Once you begin to get deeply involved in the estate planning process in Woodland Hills, you may begin to hear the term “power of appointment” frequently used. What does this mean? Essentially, the power of appointment is the granting of authority to another to dispense or dispose of property. In the case of a will, for example, you as the testator may choose to grant the power of appointment to a family member, friend or colleague. That person then assumes the role of donee. A donee differs from a trustee in that he or she is not charged with managing property or investing assets, but rather simply dispensing them.

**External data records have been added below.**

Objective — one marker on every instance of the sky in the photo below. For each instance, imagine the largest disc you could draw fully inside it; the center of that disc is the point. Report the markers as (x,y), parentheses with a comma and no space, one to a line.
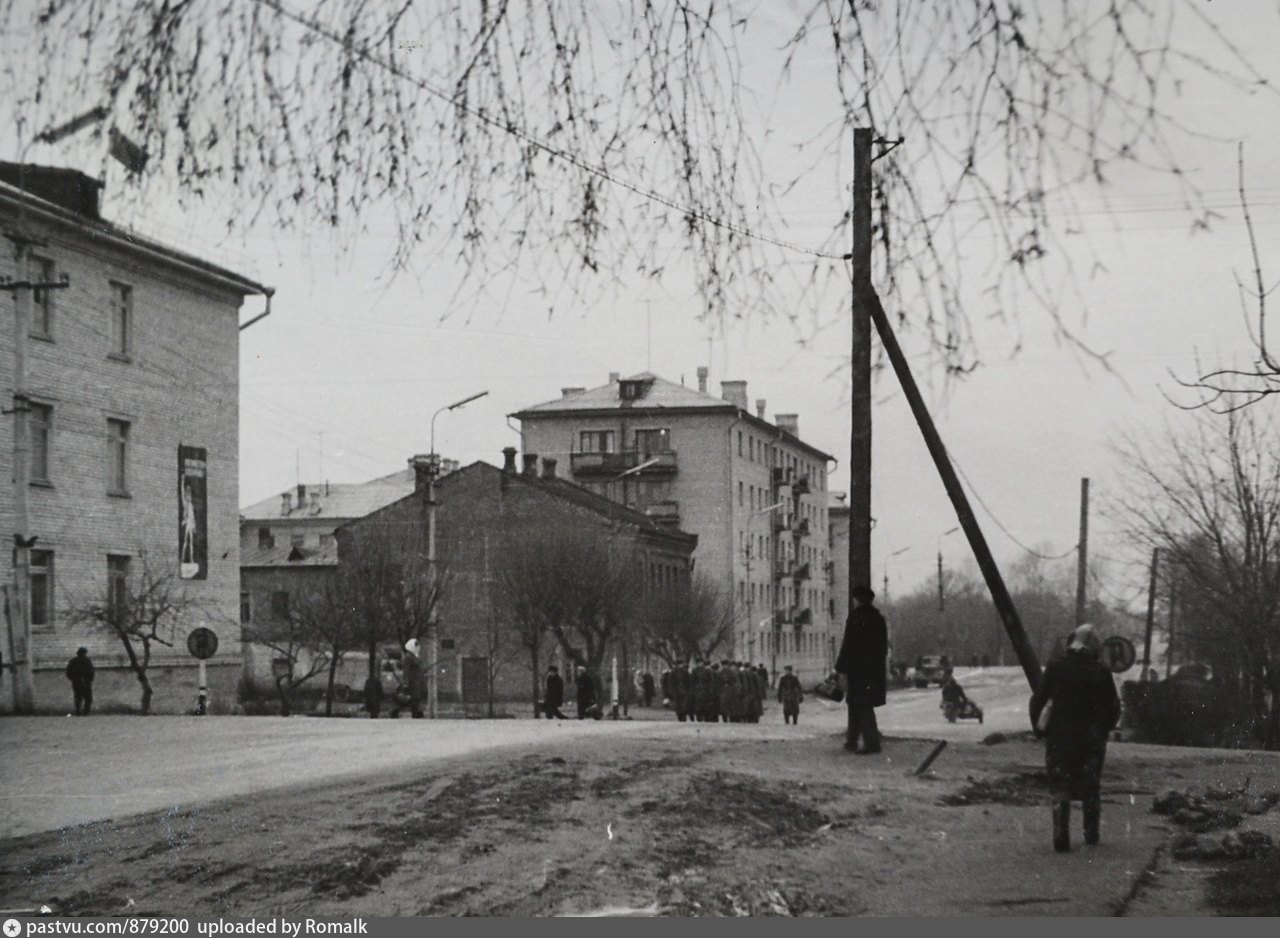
(339,383)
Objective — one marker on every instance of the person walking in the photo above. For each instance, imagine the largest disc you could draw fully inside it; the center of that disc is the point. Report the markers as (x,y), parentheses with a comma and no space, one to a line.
(554,694)
(588,698)
(648,689)
(790,694)
(80,672)
(1074,709)
(862,660)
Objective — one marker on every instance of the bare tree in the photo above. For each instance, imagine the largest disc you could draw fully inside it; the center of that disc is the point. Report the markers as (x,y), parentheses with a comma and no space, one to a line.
(141,612)
(1207,494)
(291,634)
(690,621)
(572,142)
(1230,389)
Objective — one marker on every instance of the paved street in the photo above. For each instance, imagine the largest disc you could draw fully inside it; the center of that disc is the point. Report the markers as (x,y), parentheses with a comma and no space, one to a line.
(59,772)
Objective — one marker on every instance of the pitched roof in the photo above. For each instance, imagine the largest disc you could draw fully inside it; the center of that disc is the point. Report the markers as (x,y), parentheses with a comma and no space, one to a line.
(659,393)
(337,500)
(288,556)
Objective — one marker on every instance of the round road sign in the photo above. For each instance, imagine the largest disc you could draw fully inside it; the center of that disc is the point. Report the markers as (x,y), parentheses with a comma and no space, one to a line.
(202,643)
(1118,654)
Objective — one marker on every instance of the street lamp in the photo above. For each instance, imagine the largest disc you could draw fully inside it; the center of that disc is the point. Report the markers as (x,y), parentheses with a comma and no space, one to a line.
(613,712)
(890,557)
(433,470)
(941,603)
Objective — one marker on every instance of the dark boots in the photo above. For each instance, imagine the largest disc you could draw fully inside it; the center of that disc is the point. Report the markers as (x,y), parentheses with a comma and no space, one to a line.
(1063,827)
(1092,819)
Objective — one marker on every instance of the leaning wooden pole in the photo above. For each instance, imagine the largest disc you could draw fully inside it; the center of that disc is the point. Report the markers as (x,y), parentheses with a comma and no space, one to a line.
(951,483)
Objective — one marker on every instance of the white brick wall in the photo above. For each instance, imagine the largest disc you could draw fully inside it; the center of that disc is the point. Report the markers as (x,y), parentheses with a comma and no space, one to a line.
(179,387)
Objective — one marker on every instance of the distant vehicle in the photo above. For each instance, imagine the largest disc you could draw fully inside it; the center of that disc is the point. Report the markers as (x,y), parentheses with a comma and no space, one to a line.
(931,669)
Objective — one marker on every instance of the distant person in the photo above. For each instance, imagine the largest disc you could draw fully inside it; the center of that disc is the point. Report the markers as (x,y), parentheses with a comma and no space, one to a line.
(790,694)
(648,689)
(374,694)
(80,672)
(862,660)
(411,682)
(588,696)
(554,694)
(1074,708)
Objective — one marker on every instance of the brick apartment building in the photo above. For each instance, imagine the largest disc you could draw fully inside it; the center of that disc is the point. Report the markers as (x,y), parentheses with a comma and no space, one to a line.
(128,417)
(753,492)
(480,508)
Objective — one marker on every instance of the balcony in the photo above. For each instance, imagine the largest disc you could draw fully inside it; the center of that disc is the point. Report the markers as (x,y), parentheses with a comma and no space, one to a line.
(664,512)
(609,465)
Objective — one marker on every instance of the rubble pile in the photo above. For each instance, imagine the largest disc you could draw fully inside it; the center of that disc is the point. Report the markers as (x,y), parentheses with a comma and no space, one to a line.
(1214,810)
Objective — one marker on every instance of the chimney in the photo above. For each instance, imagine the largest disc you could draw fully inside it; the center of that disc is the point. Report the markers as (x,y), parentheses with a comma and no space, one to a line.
(735,392)
(789,422)
(421,466)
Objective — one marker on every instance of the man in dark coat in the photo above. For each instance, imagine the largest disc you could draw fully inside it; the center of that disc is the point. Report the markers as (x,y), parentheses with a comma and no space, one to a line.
(554,694)
(790,694)
(862,660)
(80,672)
(1083,708)
(648,689)
(588,700)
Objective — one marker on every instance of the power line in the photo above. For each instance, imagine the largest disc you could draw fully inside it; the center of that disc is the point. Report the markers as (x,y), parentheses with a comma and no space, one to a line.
(525,136)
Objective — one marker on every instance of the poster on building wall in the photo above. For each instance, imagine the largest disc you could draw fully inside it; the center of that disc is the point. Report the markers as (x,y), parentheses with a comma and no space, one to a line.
(192,513)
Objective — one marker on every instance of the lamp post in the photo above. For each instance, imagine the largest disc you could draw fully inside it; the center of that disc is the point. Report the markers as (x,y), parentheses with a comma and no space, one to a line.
(613,712)
(433,471)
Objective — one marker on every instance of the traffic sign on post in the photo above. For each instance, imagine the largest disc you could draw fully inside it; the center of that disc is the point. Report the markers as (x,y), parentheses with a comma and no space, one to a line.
(202,643)
(1118,654)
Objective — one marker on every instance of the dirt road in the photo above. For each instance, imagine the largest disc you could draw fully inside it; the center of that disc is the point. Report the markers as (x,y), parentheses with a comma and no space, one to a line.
(658,820)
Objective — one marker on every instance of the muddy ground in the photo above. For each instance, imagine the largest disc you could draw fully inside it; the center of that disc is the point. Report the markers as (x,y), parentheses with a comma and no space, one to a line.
(672,827)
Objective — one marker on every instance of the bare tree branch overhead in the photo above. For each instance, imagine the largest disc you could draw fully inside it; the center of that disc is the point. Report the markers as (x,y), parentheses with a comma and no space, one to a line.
(1226,389)
(567,146)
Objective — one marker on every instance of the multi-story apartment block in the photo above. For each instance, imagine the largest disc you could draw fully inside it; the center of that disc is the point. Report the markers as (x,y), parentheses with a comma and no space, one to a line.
(118,445)
(753,492)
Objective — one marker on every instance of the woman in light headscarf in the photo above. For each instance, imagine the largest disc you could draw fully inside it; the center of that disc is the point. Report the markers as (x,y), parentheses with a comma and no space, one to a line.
(1075,708)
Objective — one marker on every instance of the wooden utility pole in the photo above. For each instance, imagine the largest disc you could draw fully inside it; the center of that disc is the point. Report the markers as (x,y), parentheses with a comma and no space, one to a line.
(1082,556)
(1151,612)
(951,483)
(860,385)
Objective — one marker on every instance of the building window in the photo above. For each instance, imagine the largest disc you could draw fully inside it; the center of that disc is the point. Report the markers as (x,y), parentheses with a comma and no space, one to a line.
(41,585)
(595,440)
(40,419)
(280,604)
(117,456)
(653,440)
(117,586)
(42,300)
(122,320)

The California Probate Code recognizes two distinct types of powers of appointment. The most common is a general power of appointment. This allows whomever you grant it to exercise it as he or she sees fit, including to the benefit of him or herself, or his or her estate, creditors, or creditors of his or her estate. An example would be if you have an art collection, which you leave to a son or daughter to be utilized in any way he or she chooses.
The law goes on to state that any power of appointment not designated as “general” is classified as “special.” In contrast to general powers, a special power of appointment lists certain criteria for how property is to be handled. These criteria are usually established by some creating instrument (in this case, your will). In keeping with the previous example, a special power of appointment may mandate that your son or daughter use your art collection to fund your grandchildren’s education. The manner in which he or she liquidates those assets is typically left to his or her own discretion.